To ban or to not ban, that’s the pickle
Whereas Hugging Face helps machine studying (ML) fashions in numerous codecs, Pickle is among the many most prevalent because of the recognition of PyTorch, a extensively used ML library written in Python that makes use of Pickle serialization and deserialization for fashions. Pickle is an official Python module for object serialization, which in programming languages means turning an object right into a byte stream — the reverse course of is called deserialization, or in Python terminology: pickling and unpickling.
The method of serialization and deserialization, particularly of enter from untrusted sources, has been the reason for many distant code execution vulnerabilities in a wide range of programming languages. Equally, the Python documentation for Pickle has a giant purple warning: “It’s potential to assemble malicious pickle information which is able to execute arbitrary code throughout unpickling. By no means unpickle information that would have come from an untrusted supply, or that would have been tampered with.”

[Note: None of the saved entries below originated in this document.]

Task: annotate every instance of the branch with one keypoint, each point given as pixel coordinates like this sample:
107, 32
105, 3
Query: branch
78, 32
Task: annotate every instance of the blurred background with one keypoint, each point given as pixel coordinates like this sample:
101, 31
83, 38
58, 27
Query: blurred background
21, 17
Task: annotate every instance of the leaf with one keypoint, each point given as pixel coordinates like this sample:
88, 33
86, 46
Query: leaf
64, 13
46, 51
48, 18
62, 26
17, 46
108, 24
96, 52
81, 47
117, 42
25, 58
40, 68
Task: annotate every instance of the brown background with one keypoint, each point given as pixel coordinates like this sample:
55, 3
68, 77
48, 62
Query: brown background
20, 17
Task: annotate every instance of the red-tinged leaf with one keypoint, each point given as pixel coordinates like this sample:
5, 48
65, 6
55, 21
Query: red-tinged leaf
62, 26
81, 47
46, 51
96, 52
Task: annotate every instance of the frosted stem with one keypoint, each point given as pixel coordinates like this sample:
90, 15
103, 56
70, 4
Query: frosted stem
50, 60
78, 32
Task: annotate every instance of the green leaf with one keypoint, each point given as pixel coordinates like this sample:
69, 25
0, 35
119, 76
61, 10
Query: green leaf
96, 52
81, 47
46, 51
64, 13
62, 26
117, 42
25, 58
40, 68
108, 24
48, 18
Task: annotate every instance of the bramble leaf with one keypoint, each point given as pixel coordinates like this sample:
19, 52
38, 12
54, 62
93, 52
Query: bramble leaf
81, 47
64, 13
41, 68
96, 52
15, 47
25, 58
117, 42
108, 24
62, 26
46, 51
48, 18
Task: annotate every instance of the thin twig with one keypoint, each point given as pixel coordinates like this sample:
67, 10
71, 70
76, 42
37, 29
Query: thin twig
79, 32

That poses an issue for an open platform like Hugging Face, the place customers overtly share and need to unpickle mannequin information. On one hand, this opens the potential for abuse by ill-intentioned people who add poisoned fashions, however on the opposite, banning this format can be too restrictive given PyTorch’s reputation. So Hugging Face selected the center highway, which is to try to scan and detect malicious Pickle information.